Spread income was fairly flat, while noninterest income declined 6% sequentially reflecting higher second quarter gains on asset sales and lower asset management revenues related to the aforementioned trust settlement. In 3Q15 quarter, PNC reported gains of \\$43 million on the sale of its Visa shares, as compared to \\$79 million last quarter.
Noninterest expenses decreased 1% on a linked-quarter basis due primarily to lower third party services expenses, partially offset by an increase in the cost of medical benefits.
PNC reported lower period-end loan balances at quarter-end on a linked-quarter basis, with increases only in CRE period-end and commercial real estate related balances. This was offset by broad-based declines in other commercial categories, as well as all categories in consumer lending, except cards.
PNC noted that ongoing capital and liquidity management activities contributed to some of the decline in loan balances, as the company trims certain liquidity coverage ratio (LCR) and capital-unfriendly exposures. Fitch notes that PNC has reported relatively modest growth relative to peers as of late, which is viewed prudent amidst a very competitive lending environment.
Securities increased a significant 11% from the quarter-end, largely funded by deposit growth. The growth in the securities portfolio was primarily in LCR-friendly securities. Despite the increase in securities, PNC's duration of equity became more negative, given the lower rate environment. PNC now expects the Federal Reserve to raise the Fed Funds rate in December, though that is far from certain.
The credit environment remains quite benign. While net charge-offs (NCOs) increased, they remained very low at just 19 bps in 3Q15. Fitch notes that NCOs at this level are likely unsustainable for the company and the industry. PNC has indicated in the past that its through the cycle loss expectations are between 50 bps and 60 bps.

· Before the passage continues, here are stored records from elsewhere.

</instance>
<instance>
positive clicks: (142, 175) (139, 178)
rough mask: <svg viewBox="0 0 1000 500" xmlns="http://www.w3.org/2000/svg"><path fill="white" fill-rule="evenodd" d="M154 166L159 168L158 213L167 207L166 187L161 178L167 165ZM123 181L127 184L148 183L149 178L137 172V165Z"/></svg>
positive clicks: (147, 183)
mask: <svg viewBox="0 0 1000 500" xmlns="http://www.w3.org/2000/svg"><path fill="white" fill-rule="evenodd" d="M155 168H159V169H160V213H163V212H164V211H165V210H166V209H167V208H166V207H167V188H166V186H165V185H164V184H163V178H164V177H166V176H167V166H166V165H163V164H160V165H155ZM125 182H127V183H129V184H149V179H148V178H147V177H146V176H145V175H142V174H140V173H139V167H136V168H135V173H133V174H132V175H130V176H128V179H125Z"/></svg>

PNC disclosed that they would derecognize a portion of its purchased impaired consumer loans next quarter. The impact will reduce total loan balances and reserves for loan losses by \\$475 million. There will be no additional provision expense, though there will be a large one-time spike in NCOs. Holding everything constant, the decline in reserves and loans would equal an approximate 23 bps decline in reserves to roughly 1.4% of loans, still considered adequate in the context of PNC's historical loan loss experience.
PNC exposure to the energy sector is manageable. At Sept. 30, 2015, PNC reported \\$2.6 billion of oil and gas outstandings. This represents just 1.3% of total loans. Similar to peers reporting to date, PNC noted the most pressure is to its oilfield services portfolio, which totals approximately \\$900 million, particularly the \\$225 million of non-investment grade or not asset-based loans. Given that portfolio deterioration and elevated NCOs, PNC increased loan loss reserves.
PNC reported its estimated fully phased-in Common Equity Tier 1 ratio (CET1) under Basel III standardized approach rules was 10.1%, essentially unchanged from the prior quarter. PNC also disclosed that its estimated pro forma LCR was in excess of 100% at both the consolidated and bank levels at quarter-end. This more than exceeds the minimum phased-in requirement of 80%, which became effective for Advanced Approach banks on Jan. 1, 2015.